Sandrea, youtubeuse à plus d’1,4 million d’abonnés, fait partie des influenceurs qui collaborent régulièrement avec L’Oréal. Pendant sa formation avec l’ARPP, elle appris les règles qui entourent l’utilisation du mot cruelty free, un label qui indique qu’un produit n’a pas été testé sur des animaux, dans une publication.
“C’est incroyable de penser que je ne connaissais pas tout cela, alors que j’ai été dans la ‘niche beauté’ pendant longtemps” sur YouTube, s’étonne-t-elle presque.
La formation n’a toutefois pas changé sa manière d’exercer son activité:
“Il y avait beaucoup de choses que je connaissais déjà, parce que ça fait des années que je fais ce métier”, explique-t-elle.
Même si elle pense que le certificat devrait “être requis pour devenir influenceur”, elle juge que “3 heures, c’est un peu court” pour se former à un métier.
C’est pourquoi l’agence Follow “n’a pas vocation à s’arrêter” à ce certificat, selon les mots de son co-fondateur Ruben Cohen.

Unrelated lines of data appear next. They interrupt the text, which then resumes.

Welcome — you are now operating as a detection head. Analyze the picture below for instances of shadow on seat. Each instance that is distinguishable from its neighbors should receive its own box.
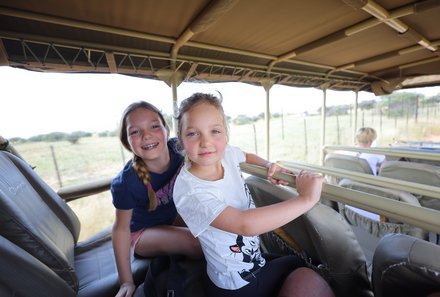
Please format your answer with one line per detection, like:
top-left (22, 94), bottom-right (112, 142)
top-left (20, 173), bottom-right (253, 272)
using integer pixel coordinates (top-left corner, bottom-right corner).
top-left (372, 234), bottom-right (440, 297)
top-left (0, 151), bottom-right (149, 297)
top-left (379, 161), bottom-right (440, 210)
top-left (246, 176), bottom-right (373, 297)
top-left (338, 179), bottom-right (429, 266)
top-left (324, 153), bottom-right (373, 185)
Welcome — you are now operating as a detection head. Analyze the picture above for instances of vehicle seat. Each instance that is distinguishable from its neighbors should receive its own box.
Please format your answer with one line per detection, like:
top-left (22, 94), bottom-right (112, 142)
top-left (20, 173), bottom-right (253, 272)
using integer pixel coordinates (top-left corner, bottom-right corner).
top-left (372, 234), bottom-right (440, 297)
top-left (0, 151), bottom-right (149, 297)
top-left (246, 176), bottom-right (373, 297)
top-left (379, 161), bottom-right (440, 210)
top-left (324, 152), bottom-right (373, 185)
top-left (338, 179), bottom-right (429, 268)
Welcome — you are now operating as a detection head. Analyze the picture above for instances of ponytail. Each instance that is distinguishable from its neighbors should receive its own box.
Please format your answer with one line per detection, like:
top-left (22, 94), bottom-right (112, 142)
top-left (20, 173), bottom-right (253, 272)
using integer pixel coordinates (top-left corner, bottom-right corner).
top-left (133, 155), bottom-right (157, 211)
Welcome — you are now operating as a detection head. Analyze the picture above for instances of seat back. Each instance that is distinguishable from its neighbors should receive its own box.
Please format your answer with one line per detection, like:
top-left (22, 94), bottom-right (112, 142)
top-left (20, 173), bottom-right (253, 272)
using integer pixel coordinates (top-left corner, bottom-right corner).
top-left (372, 234), bottom-right (440, 297)
top-left (379, 161), bottom-right (440, 210)
top-left (0, 151), bottom-right (80, 291)
top-left (0, 236), bottom-right (76, 297)
top-left (246, 176), bottom-right (372, 296)
top-left (339, 179), bottom-right (429, 265)
top-left (324, 153), bottom-right (373, 184)
top-left (0, 151), bottom-right (150, 297)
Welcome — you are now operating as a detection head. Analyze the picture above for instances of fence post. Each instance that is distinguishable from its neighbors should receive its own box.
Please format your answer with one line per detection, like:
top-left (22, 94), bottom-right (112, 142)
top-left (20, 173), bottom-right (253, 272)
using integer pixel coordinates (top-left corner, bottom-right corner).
top-left (252, 123), bottom-right (258, 155)
top-left (50, 145), bottom-right (63, 188)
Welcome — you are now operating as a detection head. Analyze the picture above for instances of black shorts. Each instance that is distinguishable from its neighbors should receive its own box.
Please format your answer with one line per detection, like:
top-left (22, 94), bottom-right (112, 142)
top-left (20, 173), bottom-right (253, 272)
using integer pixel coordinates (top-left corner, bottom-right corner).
top-left (204, 254), bottom-right (306, 297)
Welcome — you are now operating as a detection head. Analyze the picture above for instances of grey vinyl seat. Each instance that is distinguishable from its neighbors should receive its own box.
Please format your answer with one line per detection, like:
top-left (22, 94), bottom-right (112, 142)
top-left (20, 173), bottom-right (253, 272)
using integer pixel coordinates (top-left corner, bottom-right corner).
top-left (324, 152), bottom-right (373, 184)
top-left (372, 234), bottom-right (440, 297)
top-left (379, 161), bottom-right (440, 210)
top-left (0, 151), bottom-right (149, 297)
top-left (338, 179), bottom-right (429, 268)
top-left (246, 176), bottom-right (373, 297)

Follow est par exemple en train d’organiser une journée de formation pour ses influenceurs “sur des sujets sociétaux”, comme l’écologie, le cyberharcèlement ou les violences faites aux femmes.
Pour Sandrea, active dans le milieu de l’influence depuis plus de 10 ans, “c’est à l’État de s’impliquer” davantage dans la régulation de cette activité, même si elle ne sait pas exactement comment.
En attendant, l’ARPP va “renforcer” son certificat cette année, en y incluant un module sur le développement durable pour vulgariser le dernier rapport du Giec et bannir chez les influenceurs “toute représentation de comportement contraire à la protection de l’environnement”.
“On ne peut plus voir des influenceurs montrer des commandes McDonald’s livrées en jet privé, ou des voyages de 3 jours à Tahiti”, explique Mohamed Mansouri.
Il fait notamment référence à la vidéo publiée en janvier par le youtubeur FastGoodCuisine, suivi par plus de 4 millions de personnes, intitulée “je livre un McDo en jet privé”. Il a été très rapidement interpellé par des abonnés, entre autres, et a supprimé sa vidéo.